Но Софью Осиповну поразило странное чувство. В обнажении молодых и старых тел: и носатенького худенького мальчика, о котором старуха, покачав головой, сказала: «Ой, несчастный хусид», и четырнадцатилетней девочки, на которую даже здесь, любуясь, смотрели сотни глаз, в уродстве и немощи вызывавших молитвенную почтительность старух и стариков, в силе волосатых мужских спин, жилистых женских ног и больших грудей, — обнажилось скрытое под тряпьем тело народа. Софье Осиповне показалось, что она ощутила это, относящееся не к ней одной, а к народу: «Вот я». Это было голое тело народа, одновременно — молодое и старое, живое, растущее, сильное и вянущее, с кудрявой и седой головой, прекрасное и безобразное, сильное и немощное. Она смотрела на свои толстые белые плечи, никто их не целовал, только мама когда-то в детстве, потом с кротким чувством перевела глаза на мальчика. Неужели несколько минут назад она, забыв о нем, бросилась с пьяным бешенством в сторону эсэсовца… «Молодой еврейский дурень, — подумала она, — и его старый русский ученик проповедовали непротивление злу насилием. При них не было фашизма». Уж не стыдясь проснувшегося в ней, девице, материнского чувства, Софья Осиповна, наклонившись, взяла в свои рабочие большие ладони узенькое лицо Давида, ей показалось, что она взяла в руки его теплые глаза, и поцеловала его.
— Да-да, детка, — сказала она, — вот мы и добрались до бани.
В полутьме бетонного предбанника, казалось, мелькнули глаза Александры Владимировны Шапошниковой. Жива ли она? Они простились, и Софья Осиповна пошла, вот и дошла, и Аня Штрум дошла…
Жене рабочего хотелось показать мужу маленького голого сына, но муж был за перегородкой, и она протянула Софье Осиповне наполовину прикрытого пеленкой ребенка, гордясь, сказала:
— Только его раздели, и он уже не плачет.
А из-за перегородки мужчина, обросший черной бородой, носивший вместо кальсон рваные пижамные штаны, крикнул, блеснув глазами и золотом искусственных зубов:
— Манечка, тут продается купальный костюм, купить?
Муся Борисовна, прикрывая рукой грудь, выступавшую из широкого выреза рубахи, улыбнулась шутке.
Софья Осиповна уже знала, что в этом острословии приговоренных не проявлялась сила духа, слабым и робким не так страшен был страх, когда они над ним смеялись.
Ревекка Бухман, с измученным, осунувшимся прекрасным лицом, отворачивая от людей горячие огромные глаза, растрепала свои могучие косы, прятала в них кольца и серьги.
Слепая и жестокая сила жизни владела ею.
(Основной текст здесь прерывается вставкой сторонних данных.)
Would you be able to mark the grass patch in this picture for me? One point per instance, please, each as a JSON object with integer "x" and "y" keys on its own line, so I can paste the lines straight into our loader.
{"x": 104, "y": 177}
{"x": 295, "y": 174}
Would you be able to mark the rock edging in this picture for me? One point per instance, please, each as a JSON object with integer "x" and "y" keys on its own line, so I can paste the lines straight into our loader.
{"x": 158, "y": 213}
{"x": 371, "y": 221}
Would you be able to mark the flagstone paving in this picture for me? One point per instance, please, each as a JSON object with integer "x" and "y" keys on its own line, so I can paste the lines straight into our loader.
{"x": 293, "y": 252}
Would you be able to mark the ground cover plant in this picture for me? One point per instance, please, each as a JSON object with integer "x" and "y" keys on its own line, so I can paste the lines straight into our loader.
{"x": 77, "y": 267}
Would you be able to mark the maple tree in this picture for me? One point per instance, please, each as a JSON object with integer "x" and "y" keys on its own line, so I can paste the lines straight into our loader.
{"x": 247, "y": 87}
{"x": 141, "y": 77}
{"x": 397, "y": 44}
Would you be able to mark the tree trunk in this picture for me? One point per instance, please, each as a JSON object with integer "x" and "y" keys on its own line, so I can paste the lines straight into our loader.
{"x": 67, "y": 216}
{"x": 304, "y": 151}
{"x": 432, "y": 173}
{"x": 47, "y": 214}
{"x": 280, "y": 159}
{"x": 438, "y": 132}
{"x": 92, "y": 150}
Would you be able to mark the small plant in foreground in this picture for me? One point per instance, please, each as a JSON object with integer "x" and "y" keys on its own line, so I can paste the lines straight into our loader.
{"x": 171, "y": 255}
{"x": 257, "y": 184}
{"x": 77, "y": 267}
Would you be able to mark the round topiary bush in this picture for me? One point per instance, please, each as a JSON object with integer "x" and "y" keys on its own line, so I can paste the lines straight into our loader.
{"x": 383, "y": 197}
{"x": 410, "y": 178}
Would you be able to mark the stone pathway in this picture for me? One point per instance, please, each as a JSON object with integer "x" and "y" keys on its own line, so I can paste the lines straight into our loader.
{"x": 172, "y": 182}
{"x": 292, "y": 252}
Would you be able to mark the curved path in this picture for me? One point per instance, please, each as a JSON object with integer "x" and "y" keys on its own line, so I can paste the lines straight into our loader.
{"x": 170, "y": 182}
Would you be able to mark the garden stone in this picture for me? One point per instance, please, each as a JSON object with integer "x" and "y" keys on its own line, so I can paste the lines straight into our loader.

Фашизм, хотя она была несчастна и беспомощна, пригнул ее до своего уровня, — ее уже ничто не могло остановить в стремлении сохранить свою жизнь. И теперь, пряча кольца, она не вспоминала о том, что этими руками сжала горло своему ребенку из страха, что его плач может раскрыть убежище на чердаке.
Но когда Ревекка Бухман медленно вздохнула, словно животное, наконец добравшееся до безопасной чащи, она увидела женщину в халате, снимающую ножницами косы с головы Муси Борисовны. А рядом жница волос стригла девочку, и шелковые черные струи бесшумно сбегали на бетонированный пол. Волосы лежали на полу, и казалось, что женщины моют ноги в темной и светлой воде.